Нет ни постели, ни дома. Лидочка томится без дела. В девять часов проводник приносит совенка, но тот сидит неподвижно, едва живой, при толчках качается, у клюва выступила какая-то жидкость. Молоко он не глотает, оно стекает по перьям. Мякиш белого хлеба в молоке вываливается изо рта.

Вечером на мокрой платформе толпятся крестьяне с раскрытым тряпьем. В нем шишки. Голодные рты открыты, на губах висит шелуха кедровых орехов. У окон вагонов дети просят корки хлеба, тощие руки берутся за железные поручни.
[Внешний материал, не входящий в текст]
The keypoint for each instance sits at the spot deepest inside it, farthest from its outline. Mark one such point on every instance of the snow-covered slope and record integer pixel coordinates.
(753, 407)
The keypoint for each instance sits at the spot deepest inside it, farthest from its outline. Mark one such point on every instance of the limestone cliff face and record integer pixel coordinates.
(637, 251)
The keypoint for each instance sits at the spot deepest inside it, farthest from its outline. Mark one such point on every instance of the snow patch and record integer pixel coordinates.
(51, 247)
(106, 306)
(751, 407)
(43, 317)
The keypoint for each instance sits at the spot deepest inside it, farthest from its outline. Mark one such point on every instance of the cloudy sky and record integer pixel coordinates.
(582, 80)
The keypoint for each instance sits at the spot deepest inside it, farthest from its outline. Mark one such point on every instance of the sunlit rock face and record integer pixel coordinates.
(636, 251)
Двери закрываются всюду – даже во втором вагоне, далеком от станции. Проводник спрыгивает с мешком и бежит к толпе у кое-где открытых окон, лихорадочно рвущей объедки из рук и отдающей шишки. Он захватил два десятка огурцов, что были сверх мешков – «в дороге можно продержаться», – и выменял на них две сотни шишек. Поезд трогается, быстрее, толпа бежит то там, то здесь за окном; те, что половчее, съедают корки, а старики на земле ковыряют шишки.

Высыпав орехи в лубяную корзинку обрадовать дочек, проводник отбирает поплоше десять штук и несет их Лидочке. Она сидит мрачная, нахмурясь, от нечего делать беспокоясь о прыщах. Проводник ей показал орехи и предлагает за совенка: «Видно, он скоро подохнет и пойдет на чучело дочкам». «Отдавать его жаль. Но в ожидании приезда, с каждым днем нетерпеливей перед радостью, все, что составляет настоящее, кажется противным, если требует забот. Не надо всего, только бы быть дома. Чтоб очиститься от окружающего и перенестись; быстрей, вперед, на несколько дней». Лидочка забирает орехи и отдает совенка. Она уже принялась за них и не отрывается.

Совенок сидит с пеной у клюва не на ногах, а на заду в углу, тараща глаза. Проводник забирает его одной желтой рукой и уносит к себе. Пугая в мыслях детей, он протягивает глазастое чучело с желтыми пуговицами, с расправленными крыльями на зеленом пеньке. «Будет из тебя чучело что надо», – говорит он совенку. В теплом служебном на столике у окна тот отходит понемножку от холода и оживает, но, ослепленный светом, сидит неподвижно в ужасе. Проводник обхватывает его ногу, твердую, собранную в желтые морщины кожу, веревочкой: «Ни на шаг», – тянет, заставляет падать клювом в дерево столика, чтоб привязать к кронштейну.

«Через пять дней начнется чучело – какое слово! Как же? Головой об стену? Трясущуюся…» – а лес так близко, вечерний, за окном; все открыто далеко вглубь срывающимися неровностями, и мелкий ельник скачет за дождем под насыпью. Остановка. Все сметено снова, пошло мелькать – «…или, может, душат веревкой, сняв с ноги, или перерезают шею перочинным ножиком».

Вот взрезанные банки консервов. Совенок со страху взлетает вверх одним крылом. Проводник хватает его неловко за больное, он рванулся из рук. Нечаянно вывих вправляется. Он падает пластом на столик. Проводник подбирает конец веревки привязать, разглядывает своими белыми глазами, но медлит, так как, видно, птица издыхает, держа оба крыла раскрытыми.

Внезапно от вагона к вагону пробегает толчок, останавливаются в темноте; проходят проводники; этот тоже выскочил за дверь. В купе говорят. Взбудоражен весь сонный вагон. С ропотом паровоз толкает состав назад и пятится с версту. Проводника нет.

Полверсты от красного огня – песок под рельсами размыт, глубокие колодцы дождевой воды между шпал, кое-где они висят над землей. Дождь смывает землю с травой ползущими ручьями, уносит с насыпи песок на прибрежные камни; поднявшаяся вода подтачивает насыпь снизу, и вот, оползая, заваливая кучами мокрой земли с пластами травы и кусками кварца, она ложится в воду, с торчащими, разъединенными рельсами, с частоколом шпал, а дальше их линия висит, прогнувшись, качаясь в воздухе на двадцать метров, – легкий мост над глубокой дырой, над летящей кружась из оврага водой; через остатки глины и камня, врываясь в замутненное море.